Una decisione storica: la Corte europea dei diritti umani ha condannato l’Italia per non aver agito in tempo, nonostante le denunce, per prevenire l’ennesimo caso di violenza ai danni di una donna per mano di suo marito, nonché l’uccisione del figlio.
La storia, brevemente riassunta, è questa: Elisaveta Talpis, cittadina con doppia nazionalità rumena e moldava che da 2011 viveva con il marito moldavo, la figlia diciannovenne e il figlio tredicenne a Remanzacco, in provincia di Udine, si era rivolta a carabinieri e polizia per denunciare le violenze subìte – lesioni corporali, maltrattamenti e minacce – ma non aveva ottenuto protezione, niente di più della stesura di semplici rapporti di denuncia.
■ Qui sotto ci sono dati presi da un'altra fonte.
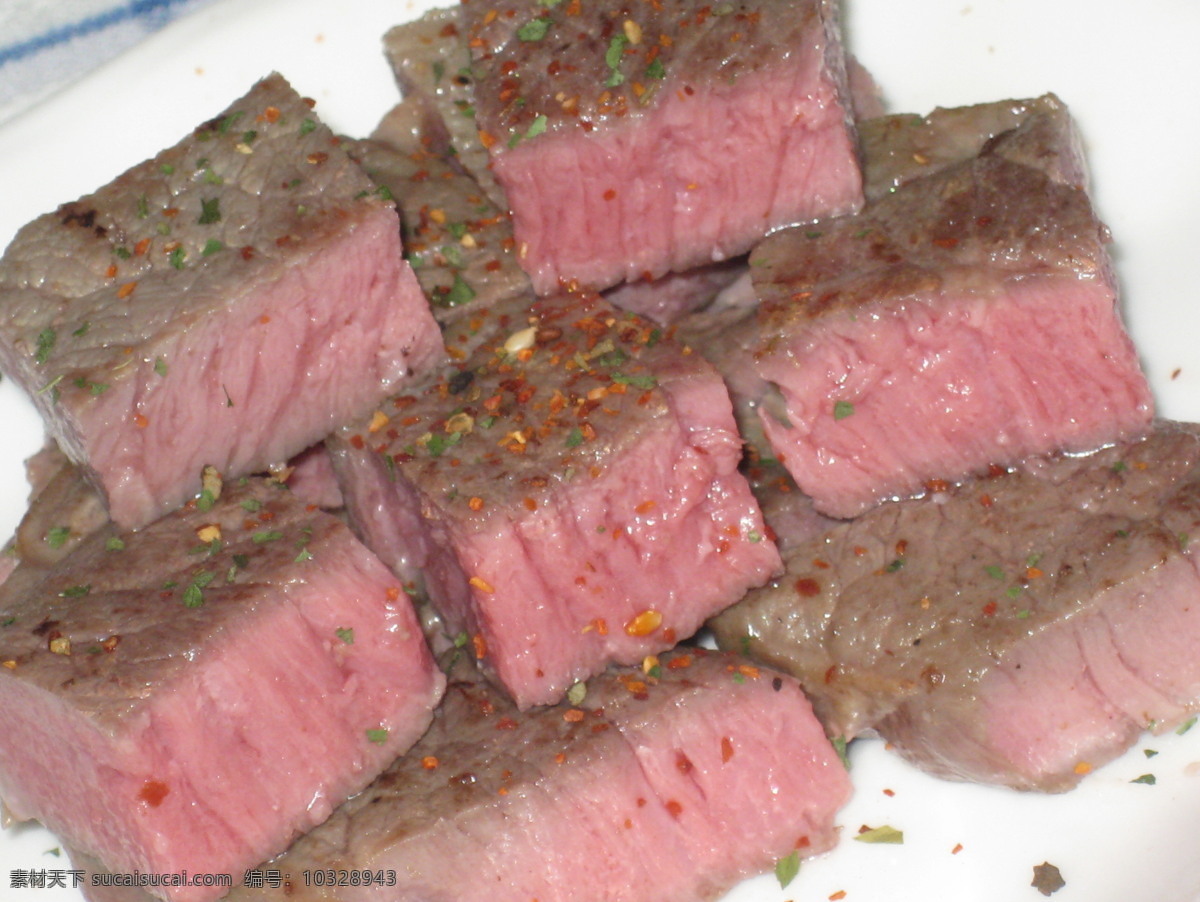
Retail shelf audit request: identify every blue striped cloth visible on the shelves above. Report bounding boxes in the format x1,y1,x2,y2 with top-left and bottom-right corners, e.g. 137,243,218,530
0,0,219,122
Poi, suo figlio muore per mano del marito violento ed Elisaveta scampa per poco alla stessa fine. I suoi legali ricorrono a Strasburgo per ottenere giustizia. “Abbiamo presentato questo ricorso alla Corte di Strasburgo perché nella storia di questa donna ci sono tutti gli elementi di violenza ripetuta, grave e soprattutto sottovalutata e non riconosciuta”, spiega l’avvocato Titti Carrano, uno dei due legali autori del ricorso. E i giudici di Strasburgo le danno oggi ragione, con una sentenza emessa perché “l’Italia non ha reagito con sufficiente rapidità per proteggere una donna e suo figlio dagli atti di violenza domestica perpetrati dal marito”: sono passati 7 mesi prima che la donna fosse ascoltata dalla polizia. La sentenza non è definitiva e per l’Italia è ancora possibile il ricorso.